Сочинения в двух томах. Том 2. Критические рассказы - Чуковский Корней Иванович 6 стр.


Композитор Чайковский был такого же мнения, композитор Юрий Арнольд видел в его стихах "умело под вкус вопрошающего сложенные изречения спекулянта-авгура". Вообще многие были уверены,

Что он лишь тешился порой
Литературною игрою козырной,

что в поэзии он так же нечист, как и в жизни. Спекулирует свободой и братством, - говорил о нем стихотворец Минаев. Боткин был уверен, что все направление Некрасова есть дело "расчета спекуляции, скандала". Лесков утверждал то же самое. "Счастливая карьера - потрафил по вкусу времени", - отзывался о нем Лев Толстой.

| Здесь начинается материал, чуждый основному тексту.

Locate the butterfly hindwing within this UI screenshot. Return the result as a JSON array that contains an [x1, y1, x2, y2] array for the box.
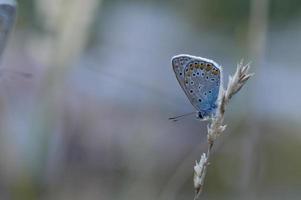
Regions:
[[173, 55, 221, 117]]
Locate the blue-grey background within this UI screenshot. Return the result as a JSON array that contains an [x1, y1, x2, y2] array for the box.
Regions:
[[0, 0, 301, 200]]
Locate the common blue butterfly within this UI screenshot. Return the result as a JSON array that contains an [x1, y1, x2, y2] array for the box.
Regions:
[[171, 54, 222, 119]]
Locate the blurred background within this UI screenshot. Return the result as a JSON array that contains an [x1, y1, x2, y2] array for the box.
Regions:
[[0, 0, 301, 200]]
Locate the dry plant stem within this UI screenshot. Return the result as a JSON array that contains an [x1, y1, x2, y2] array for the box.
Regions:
[[193, 61, 253, 200]]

Словом, и в сороковых, и шестидесятых годах, и позднее в обществе держалось убеждение, что в стихах Некрасов - один, а на деле - другой. Стихи у него благородные, а он сам "необразованный, пошлый сердцем человек", - писал о нем Грановский. - "…В нем много отталкивающего…" "Костомаров… ругает Некрасова за шарлатанство", - сообщал своей жене Стасюлевич.

Конечно, можно понять, почему Фет или Боткин стали в середине шестидесятых годов столь ярыми врагами Некрасова, почему, например, на погребении Дружинина Некрасов оказался под бойкотом всех своих прежних друзей, почему граф Алексей Толстой предупреждал свою жену, чтобы она избегала знакомства с Некрасовым.

Здесь была партийная вражда.

Люди, сотрудничавшие в некрасовском "Современнике" в сороковых и пятидесятых годах, покуда этот журнал был органом литературного дворянства, не могли не возненавидеть Некрасова, едва его "Современник" сделался органом радикалов-разночинцев-нигилистов. Это понятно. Тут причина общественная. Личность Некрасова тут ни при чем.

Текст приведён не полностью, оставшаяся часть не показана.